We can install a mortise lock using a drill and wood bit, accompanied by a bit of gouge work, but it's a bit of a cumbersome method. And with a milling machine it can be done in a way that seems much simpler to me. So I bought a small mortise lock, and taking advantage of the fact that I have a straight bur with a diameter equal to the width of the lock plates that are visible and another with a diameter only slightly greater than the thickness of the metal case of the mechanism of the lock, we are going to see how to install the mortise lock with the help of the milling machine.

Adjust router depth

With the straight bur of diameter equal to the width of the sheet metal installed in the mill, I push the mill until the bur touches the table and locks it. I adjust the depth stop to the thickness of the sheet metal, and later on I will adjust the lateral guide to mill the box exactly in the area where I want to install the lock.

Measure and mark where to put the lock

But first I must mark the area with the help of the ruler, the square and the lock itself. I measure and mark the center of the ribbon, center the lock making sure I will not mill over the glass of the case, and mark the width and length of the sheet.

Milling recess for sheet metal mortise lock

Now, I only have to adjust the lateral guide of the router so that the router coincides just between the marks of the width of the lock plate. With the router unlocked, I can mill between the marks that give me the length of the sheet with the peace of mind that the depth stop allows me to mill a box with the perfect depth for the sheet. I won't touch the side guide adjustment until I drill into the window, which is slightly wider than the display case.

Mark the position of the lock box

With this first milling done, it is easy to mark the width of the metal box that houses the lock mechanism. Although I actually frame a little more on each side, since my straight burr is not long enough to mill all the necessary depth without the axis of the burr, wider than the burr itself, reaching the wood.

So that this does not hinder the milling, I first use an 8mm bur, equal to the axis of the drills, to mill a box a few mm deep. In this way the axis of the finest cutter will no longer hit the wood and I can make the box to the desired depth, previously adjusted with the depth stop of the router. Since I want this box perfectly centered in the milling I did for the veneer, the adjustment of the side guide is the same, so I did not touch it.

Make the hole to put the key to the lock

Once I check that the lock fits perfectly, I measure the position of the key hole, I mark the position in the case and with a drill I drill a couple of holes and one. I put the lock on and make sure I take it in and it triggers the lock mechanism smoothly.

Mark the position of the lock plywood

Now I place the sheet that will go in the window upside down in the box that I milled. And with the screws facing up. I put the window in place and press it against the screws, so that they stick a little into the window.

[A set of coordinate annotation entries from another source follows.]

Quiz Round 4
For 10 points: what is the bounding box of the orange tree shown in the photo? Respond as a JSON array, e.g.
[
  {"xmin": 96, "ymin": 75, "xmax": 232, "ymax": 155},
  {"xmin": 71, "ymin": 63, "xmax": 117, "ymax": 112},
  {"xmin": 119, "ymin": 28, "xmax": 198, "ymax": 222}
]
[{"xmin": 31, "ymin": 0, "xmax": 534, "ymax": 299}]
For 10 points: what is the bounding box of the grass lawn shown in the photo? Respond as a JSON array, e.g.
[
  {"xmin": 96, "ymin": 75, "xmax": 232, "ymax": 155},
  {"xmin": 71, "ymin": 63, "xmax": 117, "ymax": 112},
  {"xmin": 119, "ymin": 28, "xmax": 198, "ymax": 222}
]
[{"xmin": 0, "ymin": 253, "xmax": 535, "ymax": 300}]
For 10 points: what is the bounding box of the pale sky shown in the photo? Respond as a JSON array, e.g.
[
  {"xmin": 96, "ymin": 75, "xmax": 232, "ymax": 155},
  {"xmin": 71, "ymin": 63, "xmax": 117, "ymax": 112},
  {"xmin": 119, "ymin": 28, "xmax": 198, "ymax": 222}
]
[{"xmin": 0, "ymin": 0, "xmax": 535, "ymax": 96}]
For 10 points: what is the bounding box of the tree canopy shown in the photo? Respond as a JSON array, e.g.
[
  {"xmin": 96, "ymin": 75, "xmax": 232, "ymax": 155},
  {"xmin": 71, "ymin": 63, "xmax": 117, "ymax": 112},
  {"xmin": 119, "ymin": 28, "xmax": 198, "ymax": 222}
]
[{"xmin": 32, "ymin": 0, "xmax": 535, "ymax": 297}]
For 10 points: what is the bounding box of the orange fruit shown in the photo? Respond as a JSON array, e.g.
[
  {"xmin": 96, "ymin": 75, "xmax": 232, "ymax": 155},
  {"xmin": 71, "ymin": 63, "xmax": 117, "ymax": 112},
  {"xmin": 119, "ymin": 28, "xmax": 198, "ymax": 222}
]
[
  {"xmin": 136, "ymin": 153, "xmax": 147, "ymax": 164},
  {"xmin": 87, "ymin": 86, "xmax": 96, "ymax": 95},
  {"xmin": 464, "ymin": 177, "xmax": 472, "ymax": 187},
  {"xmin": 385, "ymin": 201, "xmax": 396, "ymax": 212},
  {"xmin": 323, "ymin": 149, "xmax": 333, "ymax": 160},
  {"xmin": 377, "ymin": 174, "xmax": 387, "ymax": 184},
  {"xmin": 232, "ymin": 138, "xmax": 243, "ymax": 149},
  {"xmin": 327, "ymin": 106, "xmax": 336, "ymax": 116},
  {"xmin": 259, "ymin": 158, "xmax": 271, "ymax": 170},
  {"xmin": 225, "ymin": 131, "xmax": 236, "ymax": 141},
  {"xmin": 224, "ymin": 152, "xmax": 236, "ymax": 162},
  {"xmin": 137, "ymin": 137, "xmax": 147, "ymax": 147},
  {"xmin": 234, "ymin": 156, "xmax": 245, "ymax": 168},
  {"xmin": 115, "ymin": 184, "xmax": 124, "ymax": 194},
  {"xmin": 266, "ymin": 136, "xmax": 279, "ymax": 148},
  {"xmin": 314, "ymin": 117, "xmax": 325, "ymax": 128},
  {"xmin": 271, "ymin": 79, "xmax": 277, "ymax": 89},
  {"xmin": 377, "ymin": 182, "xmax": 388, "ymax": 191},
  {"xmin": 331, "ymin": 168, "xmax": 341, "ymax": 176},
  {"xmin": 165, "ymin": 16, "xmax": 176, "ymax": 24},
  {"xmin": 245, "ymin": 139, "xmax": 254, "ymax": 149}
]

And I screw them on completely, because with the window in place, I can check if the lock will work.

Milling the recess for the plywood

I remove the window again, mark the perimeter of the sheet in pencil and unscrew it. And with the same milling cutter that I used for the plate that is attached to the lock mechanism and the same procedure, I am going to mill a recess. This recess serves as a box for the plywood with the hitch pin that goes into the window. But this time I do have to readjust the position of the edge guide before milling. In addition, with the box already milled, I make a slight hole to house the riveting that has the hitch pin on the back of the metal sheet.

Mortise a trunk lock

I can already screw the lock into the frame of the showcase, and the plate with the hook pin on the window. I snap the window back into place and snap on the key hole trim. As you will see in the video, this trim gave me a couple of problems, since the screws are not as good as I would like. And if I put some more decorative screws I have to take into account that if they are very long they would trip over the metal case of the mechanism and would not enter completely.

Anyway, apart from a small problem, you see that with the help of a milling machine it is very easy to install a mortise lock.

So, after installing the mortise hinges and the lock of this showcase, I only needed to put a holding compass to prevent the door from opening too wide.